The apocalypse could strike the world any time, given the violent forces at work everywhere. But man can still survive such a holocaust, Norway says.
For it will soon start storing all the available crop seeds across the world n a cavern under a remote Arctic mountain.
Dynamited out of a mountainside on Spitsbergen island around 1,000 km (600 miles) from the North Pole, the store has been called a doomsday vault or a Noah's Ark of the plant kingdom.
It is the brainchild of a soft-spoken academic from Tennessee who is passionate about securing food for the masses, and will back up seed stores around the world that are vulnerable to loss through war or disaster.

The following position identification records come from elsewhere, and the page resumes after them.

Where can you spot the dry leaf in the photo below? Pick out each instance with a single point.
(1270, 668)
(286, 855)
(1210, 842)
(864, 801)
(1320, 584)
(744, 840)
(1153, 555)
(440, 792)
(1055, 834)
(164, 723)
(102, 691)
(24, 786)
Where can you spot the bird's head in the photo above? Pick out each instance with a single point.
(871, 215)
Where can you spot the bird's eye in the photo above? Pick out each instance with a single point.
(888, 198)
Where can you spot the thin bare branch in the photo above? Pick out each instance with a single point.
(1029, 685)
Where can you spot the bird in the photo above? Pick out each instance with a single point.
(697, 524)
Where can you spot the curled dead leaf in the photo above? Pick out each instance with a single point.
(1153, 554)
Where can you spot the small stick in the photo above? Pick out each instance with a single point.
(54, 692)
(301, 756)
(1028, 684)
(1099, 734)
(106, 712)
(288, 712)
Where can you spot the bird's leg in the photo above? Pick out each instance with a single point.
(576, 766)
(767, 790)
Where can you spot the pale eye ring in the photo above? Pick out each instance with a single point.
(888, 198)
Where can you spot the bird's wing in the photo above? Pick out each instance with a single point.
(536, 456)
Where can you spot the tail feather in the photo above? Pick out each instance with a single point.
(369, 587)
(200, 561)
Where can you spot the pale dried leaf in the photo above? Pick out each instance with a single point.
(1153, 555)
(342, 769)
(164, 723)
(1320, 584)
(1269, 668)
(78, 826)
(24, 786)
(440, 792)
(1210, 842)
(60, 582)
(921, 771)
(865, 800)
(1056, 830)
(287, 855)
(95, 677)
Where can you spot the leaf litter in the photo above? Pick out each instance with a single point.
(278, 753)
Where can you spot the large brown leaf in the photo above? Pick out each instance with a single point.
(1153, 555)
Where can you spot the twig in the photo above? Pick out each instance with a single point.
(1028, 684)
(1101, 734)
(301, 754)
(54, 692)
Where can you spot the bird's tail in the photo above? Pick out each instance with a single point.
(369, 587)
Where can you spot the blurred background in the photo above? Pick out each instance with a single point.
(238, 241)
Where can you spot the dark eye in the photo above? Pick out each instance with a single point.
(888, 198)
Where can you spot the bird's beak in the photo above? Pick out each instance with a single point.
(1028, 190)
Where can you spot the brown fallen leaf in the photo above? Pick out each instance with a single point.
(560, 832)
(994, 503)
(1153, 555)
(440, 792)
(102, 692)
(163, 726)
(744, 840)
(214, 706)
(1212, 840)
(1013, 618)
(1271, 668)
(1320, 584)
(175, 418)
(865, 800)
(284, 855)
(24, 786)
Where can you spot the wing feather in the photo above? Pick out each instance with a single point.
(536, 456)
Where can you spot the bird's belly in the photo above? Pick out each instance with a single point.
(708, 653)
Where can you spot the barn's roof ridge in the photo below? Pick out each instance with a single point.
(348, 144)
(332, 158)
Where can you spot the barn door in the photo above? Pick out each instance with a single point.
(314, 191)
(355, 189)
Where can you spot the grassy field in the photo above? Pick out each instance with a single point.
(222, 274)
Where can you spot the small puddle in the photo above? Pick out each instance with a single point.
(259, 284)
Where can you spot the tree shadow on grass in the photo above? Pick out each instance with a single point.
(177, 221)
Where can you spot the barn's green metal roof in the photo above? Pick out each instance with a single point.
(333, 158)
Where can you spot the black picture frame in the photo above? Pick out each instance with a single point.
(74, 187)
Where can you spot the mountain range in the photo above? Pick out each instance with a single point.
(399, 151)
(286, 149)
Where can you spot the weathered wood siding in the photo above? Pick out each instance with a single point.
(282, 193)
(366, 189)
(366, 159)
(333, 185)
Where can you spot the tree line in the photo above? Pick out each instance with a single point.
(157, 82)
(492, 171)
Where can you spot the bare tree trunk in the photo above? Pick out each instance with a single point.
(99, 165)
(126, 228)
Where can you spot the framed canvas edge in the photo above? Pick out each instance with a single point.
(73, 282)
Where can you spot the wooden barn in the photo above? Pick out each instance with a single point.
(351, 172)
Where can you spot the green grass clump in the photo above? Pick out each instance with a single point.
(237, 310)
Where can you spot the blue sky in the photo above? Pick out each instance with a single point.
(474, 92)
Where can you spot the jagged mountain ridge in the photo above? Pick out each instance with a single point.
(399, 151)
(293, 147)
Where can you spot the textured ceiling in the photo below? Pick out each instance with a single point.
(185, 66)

A 20-metre (66-foot) long concrete entrance, still under scaffolding, juts out of the snow-dusted mountain above the coal-mining town of Longyearbyen.
It is reached by a switchback road rising to 120 meters above sea level, offering spectacular views of the fjord below and snow-capped Arctic mountains beyond.
Visitors descend through the mouth of a gently sloping 40-metre steel tube into the frosty cavern which smells of new cement and is dotted with portable lamps as work progresses for February's opening.
"There aren't going to be any better storage conditions than what we will provide here," founder Cary Fowler told reporters during a recent visit to the site in the Svalbard archipelago off northern Norway. "This is a safety deposit box, like in a bank, where you put your valuables."